Introduction: Non-HLA allo- and autoantibodies, as are antibodies (abs) against Major-histocompatibility-complex class I–related-chain A (anti-MICA) and angiotensin II type 1 receptor (anti-AT1R), are implicated in rejection and graft failure post renal transplantation. These abs are not detected with the classical crossmatch before transplantation. The aim of this study was to assess the incidence of preformed anti-MICA and anti-AT1R abs in highly sensitized renal transplant candidates (HSP, with %cPRAs>70) as compared to non sensitized patients (%cPRAs<5) awaiting for renal transplantation, in order to define possible additional pre-transplant immunological risk factors.
Materials and Methods: In total, 169 renal transplant candidates were tested, including 115 HSP (study group) and 54 non-sensitized patients (control group-CG-pts). Anti- HLA sensitization in HSP vs CG-pts was due to previous transplantation(s) (81 vs 0 pts), pregnancies (25 vs 6 pts) and transfusions (82 vs 10 pts). Blood samples were tested (a) for anti-HLA and anti-MICA antibody specificities by Single Antigen Bead Assay (Luminex, One Lambda) and (b) for AT1R-abs by ELISA (EIA-AT1R kit, One Lambda). For anti-HLA and anti-MICA abs an MFI >1000 was considered as positive. Anti-AT1R-ab levels were classified as low <10U/mL, at risk 10-17U/mL and high>17U/mL. The Chi Square test (Yate’s corrected) was used for statistical analysis.

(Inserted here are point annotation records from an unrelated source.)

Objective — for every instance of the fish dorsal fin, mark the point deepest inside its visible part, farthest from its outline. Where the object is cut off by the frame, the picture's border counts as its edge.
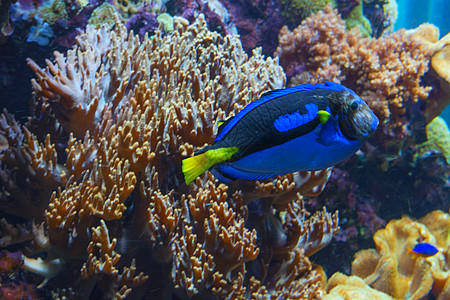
(222, 124)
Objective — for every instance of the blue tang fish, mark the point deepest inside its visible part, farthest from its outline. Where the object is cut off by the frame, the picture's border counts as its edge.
(303, 128)
(422, 250)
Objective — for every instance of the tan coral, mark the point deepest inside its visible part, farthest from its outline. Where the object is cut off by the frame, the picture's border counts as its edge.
(385, 72)
(342, 287)
(130, 111)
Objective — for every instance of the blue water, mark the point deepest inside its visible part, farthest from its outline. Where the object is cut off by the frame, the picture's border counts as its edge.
(412, 13)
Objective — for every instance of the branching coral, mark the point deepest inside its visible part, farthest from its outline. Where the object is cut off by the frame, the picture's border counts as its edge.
(127, 112)
(385, 72)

Results and Discussion: Broad sensitization against HLA alleles was observed in HSP with 93/115 HSP to exhibit abs against both HLA class I & II loci. More precisely, antibodies against HLA-A,-B,-C,-DRB1,-DQA1,-DQB1,-DPB1 was observed in 83%, 85%, 58%, 82%, 32%, 73% and 32% of the HSP respectively. Anti-MICA-abs were detected in 17/115 (14,8%) HSP and in 1/54 (1.8%) CG-pts (p=0.02). Anti-AT1R-abs were detected in 44/115 (38,3%) HSP and 5/54 (9.2%) CG-pts (p=0.0002). The anti-AT1R-abs were detected either in intermediate (n=32, 27,8%) or high levels (n=12, 10,4%) in HSP with mean±SD values of 12.3±1.9 and 25.4±10.5 U/ml respectively. The anti-AT1R-ab levels in 4 positive CG-pts were close to cut-off with mean±SD values 11.2±1.5 U/ml while only one patient presented high levels. The presence of anti-AT1R-abs was associated with pregnancies and/or graft loss. All HSP with only transfusion history had low anti-AT1R levels. The presence of anti-MICA-abs was significantly correlated with anti-AT1R-abs (p=0.01).
Conclusion: Given the complexity of mechanisms involved in kidney graft rejection, HLA as well as non-HLA pre transplant antibody responses should be taken into account in order to define patients with particular risk for irreversible graft injury. Highly sensitized renal transplant candidates have additional to donor HLA risk factors before renal transplantation. Detection of non-HLA antibodies may be useful in immunological risk assessment pre-transplantation and may help clinicians to establish therapeutic protocols in order to improve graft outcome.